On being single in urban vs. rural America:

“It’s easy for urban dwellers to be single, but it’s problematic and troubling for people in rural parts of America where they’re choosing to be single, and they don’t have the resources and support system to be single. I want to make sure we acknowledge that. Hopefully, we can get to those spaces where it’s easy to be single wherever you want to live, whether it’s rural or urban, you’ll feel comfortable in those spaces.”

About how churches and religions fail single people:

“I’ll talk about the black church in particular, and it resonates with all religious organizations. They don’t have a ministry or an outreach for singles beyond telling you like, ‘Here’s how you remain single and you stay holy. You remain single, and you stay religious. You remain single, and you stayed saved in the eyes of God.’

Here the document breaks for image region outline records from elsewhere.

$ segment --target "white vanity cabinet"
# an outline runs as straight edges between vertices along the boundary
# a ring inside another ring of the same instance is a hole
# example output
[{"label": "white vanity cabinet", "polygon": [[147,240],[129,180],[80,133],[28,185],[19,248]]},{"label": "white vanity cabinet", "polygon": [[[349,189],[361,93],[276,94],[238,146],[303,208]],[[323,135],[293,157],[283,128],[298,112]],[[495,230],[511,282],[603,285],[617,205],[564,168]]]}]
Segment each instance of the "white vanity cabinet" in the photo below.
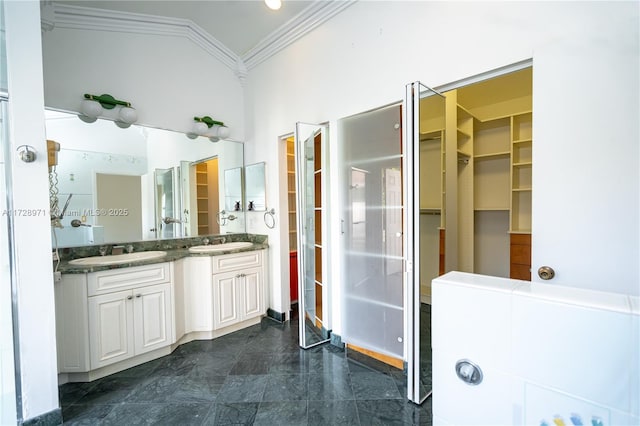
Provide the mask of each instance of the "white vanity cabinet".
[{"label": "white vanity cabinet", "polygon": [[187,257],[184,262],[185,331],[213,330],[211,256]]},{"label": "white vanity cabinet", "polygon": [[169,347],[175,341],[173,264],[63,275],[56,306],[60,373]]},{"label": "white vanity cabinet", "polygon": [[214,330],[265,313],[263,256],[257,250],[212,257]]}]

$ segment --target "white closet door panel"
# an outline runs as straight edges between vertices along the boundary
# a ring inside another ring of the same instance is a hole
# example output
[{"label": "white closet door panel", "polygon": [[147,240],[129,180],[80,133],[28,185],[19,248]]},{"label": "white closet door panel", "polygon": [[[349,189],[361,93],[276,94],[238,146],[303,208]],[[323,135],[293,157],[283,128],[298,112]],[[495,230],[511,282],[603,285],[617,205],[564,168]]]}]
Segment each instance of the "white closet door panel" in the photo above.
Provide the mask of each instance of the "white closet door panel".
[{"label": "white closet door panel", "polygon": [[638,49],[603,20],[534,54],[533,281],[640,295]]}]

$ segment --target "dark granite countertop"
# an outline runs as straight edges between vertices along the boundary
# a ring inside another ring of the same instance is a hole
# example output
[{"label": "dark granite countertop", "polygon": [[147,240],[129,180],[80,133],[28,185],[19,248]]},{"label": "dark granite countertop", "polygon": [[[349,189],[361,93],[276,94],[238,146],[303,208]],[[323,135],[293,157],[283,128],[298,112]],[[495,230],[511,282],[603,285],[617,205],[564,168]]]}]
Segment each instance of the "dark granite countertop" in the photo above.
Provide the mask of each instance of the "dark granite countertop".
[{"label": "dark granite countertop", "polygon": [[[221,236],[209,236],[210,241],[215,241]],[[219,250],[206,253],[193,253],[189,251],[189,247],[198,246],[203,244],[204,237],[176,239],[176,240],[158,240],[155,242],[140,242],[132,243],[134,246],[133,253],[139,253],[144,251],[165,251],[167,254],[162,257],[153,259],[133,260],[126,263],[118,263],[112,265],[72,265],[69,264],[70,260],[81,259],[85,257],[99,256],[99,246],[85,246],[85,247],[73,247],[70,249],[60,249],[60,263],[57,265],[53,263],[54,269],[63,274],[84,274],[88,272],[106,271],[110,269],[129,268],[132,266],[150,265],[154,263],[172,262],[185,257],[203,257],[203,256],[222,256],[230,253],[240,253],[245,251],[264,250],[269,247],[267,243],[267,237],[264,235],[250,235],[250,234],[233,234],[232,236],[224,235],[226,242],[236,241],[250,241],[253,244],[249,247],[235,248],[229,250]],[[217,245],[217,244],[210,245]],[[114,244],[105,244],[109,247]],[[127,243],[117,244],[127,245]]]}]

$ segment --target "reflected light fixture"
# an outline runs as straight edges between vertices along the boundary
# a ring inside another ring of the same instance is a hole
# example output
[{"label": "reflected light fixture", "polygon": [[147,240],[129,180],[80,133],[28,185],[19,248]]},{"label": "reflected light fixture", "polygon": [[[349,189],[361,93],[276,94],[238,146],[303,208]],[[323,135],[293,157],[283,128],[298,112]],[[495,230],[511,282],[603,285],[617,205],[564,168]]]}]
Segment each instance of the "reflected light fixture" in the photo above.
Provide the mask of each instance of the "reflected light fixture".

"They don’t talk about developing a single person. It’s about putting you in a holding pattern until you’re partnered. That is incredibly problematic, especially if we dovetail back to the earlier demographics you gave us about the rise of singles across the globe, but we’re still having this conversation about like, ‘Here’s what you do until you get partnered.’ The churches missed the mark on that one.”

On what COVID-19 could change:

"A lot of my friends are saying like, ‘We’re going to see an uptake in fertility after COVID.’ I was like, ‘Absolutely not. You’re going to see an uptake in divorce because people realize, “I don’t like the person that I’m in a relationship with.'" What I tell everybody is, “You have to be happy, healthy, and whole as your own person first before you get into a relationship.” Your relationship is not going to do that for you.

You can live your best life. You should be living your best life by yourself, and then if you decide to add somebody to that story, so be it, but you cannot let your relationship be the story that leads you into this wonderful life.

Her advice to single people:

“Stand in your singleness. There’s nothing you’re missing. Do not allow people to impose a deficit model on your life.”